Hundreds of people line up outside of a local church every Wednesday on South Road and 159th street in Jamaica. The line consist of people all around the Jamaica area facing what are now common hardships that many Americans face: hunger, unemployment and homelessness.
The Church of God in Christ Jesus of The Apostle’s Inc. has made it their mission to get food into the hands of those who need it most.
“My mother use to tell me so many stories as a child about food pantries during the Great Depression in the 1930’s,” said 71-year-old Pastor Alfonzo Brown. “I never thought I’d be the one providing people with food in 2014.”
The church, founded in 1956, has always been a staple of the Jamaica community. Pastor Brown has been with the church for roughly 30 years, 18 years of which he’s been hosting food drives at his church to help those in need here in the Jamaica, Queens community and citywide across all five boroughs.
The church located just a block away from York College holds a food drive weekly from 10 a.m. to noon, but people line up as early as 4 a.m. People carrying bags and pushing makeshift carts wrapped around the entire block.
“For me it’s something constructive I do coming out here, it’s a hobby as well as a way to meet new people,” said 71-year-old King Isom.
Isom has been a retired pastor for 18 years now, and is not the first time he has been on the line. He believes that good work like the weekly food drive is what the church is supposed to do. “Give and it shall be given unto you,” he said, quoting the Bible.
The food drive gives away fresh nutritious essentials including cereal, milk, canned foods, fruits, vegetables, and even hot and ready meals like chicken soup in the winter.
This year’s food drive collected rations from the food bank, City Harvest, as well as donations from Pastor Brown and church members themselves.
This is my calling. It was a mission given to me by God,” Pastor Brown said.
The drive often goes longer than the planned scheduled time, but Pastor Brown says that he does not stop until everyone on the line leaves with something.
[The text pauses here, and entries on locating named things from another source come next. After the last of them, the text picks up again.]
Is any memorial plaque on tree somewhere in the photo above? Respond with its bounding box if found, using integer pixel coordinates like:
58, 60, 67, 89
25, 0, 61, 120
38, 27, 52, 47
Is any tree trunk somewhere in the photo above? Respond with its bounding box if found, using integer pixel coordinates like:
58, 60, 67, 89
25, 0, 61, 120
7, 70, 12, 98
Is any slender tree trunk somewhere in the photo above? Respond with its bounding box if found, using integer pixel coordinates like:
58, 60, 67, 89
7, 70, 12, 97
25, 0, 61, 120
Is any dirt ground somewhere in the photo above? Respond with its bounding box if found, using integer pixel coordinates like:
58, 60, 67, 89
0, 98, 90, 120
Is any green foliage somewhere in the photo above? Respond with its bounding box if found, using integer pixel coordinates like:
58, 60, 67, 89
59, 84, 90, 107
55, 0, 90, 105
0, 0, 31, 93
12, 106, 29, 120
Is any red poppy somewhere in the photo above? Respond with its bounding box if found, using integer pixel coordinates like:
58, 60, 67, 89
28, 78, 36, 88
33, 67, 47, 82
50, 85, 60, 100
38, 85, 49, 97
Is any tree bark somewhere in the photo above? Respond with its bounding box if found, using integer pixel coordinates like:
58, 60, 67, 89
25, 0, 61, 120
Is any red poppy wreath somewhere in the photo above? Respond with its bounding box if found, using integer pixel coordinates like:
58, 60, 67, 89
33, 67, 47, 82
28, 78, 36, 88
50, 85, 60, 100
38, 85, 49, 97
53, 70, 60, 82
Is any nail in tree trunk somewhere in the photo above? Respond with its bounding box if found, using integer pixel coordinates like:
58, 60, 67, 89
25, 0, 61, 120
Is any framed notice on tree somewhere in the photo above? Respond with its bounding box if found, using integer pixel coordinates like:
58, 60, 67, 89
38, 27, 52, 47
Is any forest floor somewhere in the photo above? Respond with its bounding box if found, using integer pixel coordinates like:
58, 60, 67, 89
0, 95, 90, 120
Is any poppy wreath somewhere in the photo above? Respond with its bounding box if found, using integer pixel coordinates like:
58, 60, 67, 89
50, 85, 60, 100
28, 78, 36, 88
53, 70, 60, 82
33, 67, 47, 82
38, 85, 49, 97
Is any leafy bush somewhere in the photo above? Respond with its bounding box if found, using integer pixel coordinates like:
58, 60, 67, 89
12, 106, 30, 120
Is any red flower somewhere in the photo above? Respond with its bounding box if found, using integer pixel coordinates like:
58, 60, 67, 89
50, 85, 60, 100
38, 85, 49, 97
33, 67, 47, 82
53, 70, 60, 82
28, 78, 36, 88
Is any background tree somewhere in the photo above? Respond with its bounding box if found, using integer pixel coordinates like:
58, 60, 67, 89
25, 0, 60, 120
The people waiting on the line vary, from the young and the elderly to the homeless to families with children all gathered waiting to be served.
Pastor Brown said that he wanted to combat the negative perceptions associated with food charity, like people who assume that everyone that goes to the food drive are poor and hungry. He mentioned that any sort of shameful and negative attitudes associated with other food drives is not the vibe that one would get here. “We greet our people with open hands so it feels like a place you can be comfortable in,” he said.
One of the volunteer workers at the food drive chimed in on the conversation. Mother Harrington, 69, retired business women at Chase Bank.
“Participating in this drive is rewarding as a human. Just putting a smile on someone’s face makes my day,” Harrington said. “It’s one of those self-fulfilling things. People as a whole need the help because life is tough on some people.”
The drive attracted more than 500 people one day in early October.
“Just about every week we have people from all boroughs come in and out, there are definitely an increased amount of people every year,” Pastor Brown said adding. “My work speaks for itself. People hear about the food drive by word to mouth and I don’t have to advertise it at all.” Brown mentioned that his church’s effort is one of the biggest food pantries in the area.